A State-Based Programming Model for Wireless Sensor Networks

3 Programming and Runtime
Environments
Developing a sensor network application typically requires to program individual
sensor nodes. Today, programming of individual sensor nodes is mostly
performed by programmers directly. Even though research has made much
progress in distributed middleware and high-level configuration languages for
sensor nodes, typically most of the application code still has to be specified by
the hand of a programmer.
To support application programming, several programming frameworks exist
for sensor nodes. Programming frameworks provide a standard structure
to develop application programs, typically for a specific application domain,
for example, Graphical User Interface programming, or, in our case, sensornode
programming. Programming frameworks for sensor nodes consist of a
runtime environment with reusable code and software components, programming
languages, and software tools to create and debug executable programs
(see Fig. 3.1).

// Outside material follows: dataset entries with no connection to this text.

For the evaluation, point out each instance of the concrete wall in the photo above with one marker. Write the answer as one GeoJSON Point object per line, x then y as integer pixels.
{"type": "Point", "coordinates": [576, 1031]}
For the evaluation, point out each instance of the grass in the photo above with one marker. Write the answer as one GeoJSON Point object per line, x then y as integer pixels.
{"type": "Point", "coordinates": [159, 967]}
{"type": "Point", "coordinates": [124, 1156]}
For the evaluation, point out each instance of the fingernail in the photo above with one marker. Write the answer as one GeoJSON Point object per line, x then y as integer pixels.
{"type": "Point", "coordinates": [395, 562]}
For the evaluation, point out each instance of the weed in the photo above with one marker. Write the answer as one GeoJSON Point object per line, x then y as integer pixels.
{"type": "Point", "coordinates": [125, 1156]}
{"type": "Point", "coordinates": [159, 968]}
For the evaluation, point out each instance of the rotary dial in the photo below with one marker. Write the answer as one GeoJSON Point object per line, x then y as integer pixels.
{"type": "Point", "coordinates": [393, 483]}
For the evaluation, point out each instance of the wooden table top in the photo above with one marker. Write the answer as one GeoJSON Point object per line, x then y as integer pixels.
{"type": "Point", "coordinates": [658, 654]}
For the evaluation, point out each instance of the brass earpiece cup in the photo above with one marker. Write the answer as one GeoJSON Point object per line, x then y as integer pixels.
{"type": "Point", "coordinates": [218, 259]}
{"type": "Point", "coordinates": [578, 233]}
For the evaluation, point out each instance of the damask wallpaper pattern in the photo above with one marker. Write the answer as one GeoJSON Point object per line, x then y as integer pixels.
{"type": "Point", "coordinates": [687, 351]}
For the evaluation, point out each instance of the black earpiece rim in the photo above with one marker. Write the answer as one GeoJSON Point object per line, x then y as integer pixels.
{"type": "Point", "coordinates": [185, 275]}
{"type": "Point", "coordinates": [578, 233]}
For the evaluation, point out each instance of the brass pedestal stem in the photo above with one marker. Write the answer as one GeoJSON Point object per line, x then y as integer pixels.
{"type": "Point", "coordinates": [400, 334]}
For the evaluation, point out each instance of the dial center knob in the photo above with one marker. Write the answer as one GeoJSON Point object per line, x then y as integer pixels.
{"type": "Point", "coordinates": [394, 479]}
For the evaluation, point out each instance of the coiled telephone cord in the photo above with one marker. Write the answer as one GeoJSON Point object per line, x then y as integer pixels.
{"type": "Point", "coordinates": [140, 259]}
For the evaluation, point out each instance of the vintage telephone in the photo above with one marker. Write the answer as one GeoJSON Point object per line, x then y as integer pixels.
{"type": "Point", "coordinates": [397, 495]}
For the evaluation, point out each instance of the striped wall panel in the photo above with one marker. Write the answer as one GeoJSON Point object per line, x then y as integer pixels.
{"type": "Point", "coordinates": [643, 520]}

The conceptual foundation of a programming framework is a programming
model. The programming model defines the conceptual elements in
which programmers think and structure their programs. These elements are
operating-system abstractions (such as threads, processes, dynamic memory,
etc.) and language abstractions (such as functions, variables, arguments and
return parameters of procedural programming languages). Other elements are
abstractions for frequently used (data) objects (such as files, network connections,
tracking targets, etc.), as well as convenient operations and algorithms on
those objects.
Programs specified based on high-level programming models, however, do
not directly execute on the sensor-nodes hardware. Rather, they require a software
layer to provide them with a runtime environment. That runtime environment
bridges the gap between the high-level programming model and the lowlevel
execution model of the processor. It typically consists of middleware components,
code libraries, OS system calls, and compiler-generated code, which
together provide the implementations of the model’s abstractions. Naturally, a
programming model with more and more expressive abstractions will require
more support from the runtime environment.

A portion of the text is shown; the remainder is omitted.